Regarding mean duration of actions, no effect emerged between winning (even: 21 ± 2 seconds, range 19–25 seconds; counterattack: 11 ± 5 seconds, range 0–15 seconds; power play: 16 ± 3 seconds, range 13–22 seconds; transition: 4 ± 3 seconds, range 0–9 seconds) and losing (even: 20 ± 2 seconds, range 17–23 seconds; counterattack: 10 ± 5 seconds, range 0–16 seconds; power play: 15 ± 2 seconds, range 12–19 seconds; transition: 4 ± 3 seconds, range 0–10 seconds) teams playing close games. For unbalanced games, differences emerged in relation to even (MW: 20 ± 2 seconds, range 17–22 seconds; ML: 21 ± 2 seconds, range 18–24 seconds; p = 0.012, ES = 0.2) and power play (MW: 13 ± 3 seconds, range 9–18 seconds; ML: 16 ± 3 seconds, range 10–22 seconds; p = 0.004, ES = 0.4) situations. No difference for counterattack (MW: 11 ± 4 seconds, range 0–14 seconds; ML: 12 ± 4 seconds, range 0–17 seconds) and transition (MW: 5 ± 3 seconds, range 0–9 seconds; ML: 6 ± 3 seconds, range 0–12 seconds) was found.

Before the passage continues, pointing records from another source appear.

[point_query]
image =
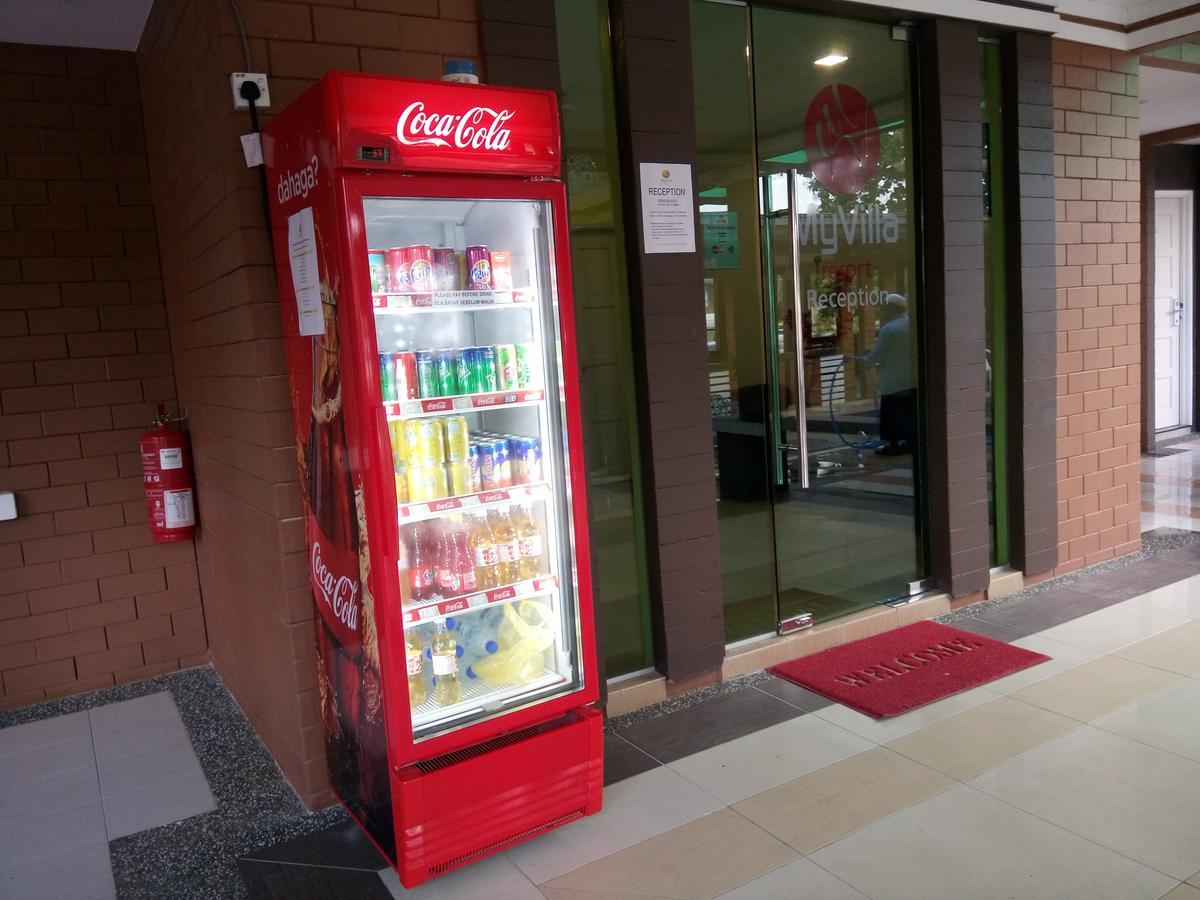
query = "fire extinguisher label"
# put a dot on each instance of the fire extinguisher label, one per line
(171, 457)
(179, 508)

Table 2 shows results related to action outcomes. Regarding close games, differences between winning and losing teams emerged for goals (power play: p = 0.022, ES = 0.3), no goal shots (power play: p = 0.035, ES = 0.3), and lost possessions (counterattack: p = 0.01, ES = 0.4). For unbalanced games, effects emerged for goals (even: p < 0.001, ES = 0.6; counterattack: p < 0.001, ES = 0.5; power play: p < 0.001, ES = 0.6), no goal shots (counterattack: p = 0.022, ES = 0.4; power play: p < 0.001, ES = 0.6), lost possession (transition: p = 0.015, ES = 0.4), and penalties (even: p = 0.002, ES = 0.4; counterattack: p = 0.006, ES = 0.4).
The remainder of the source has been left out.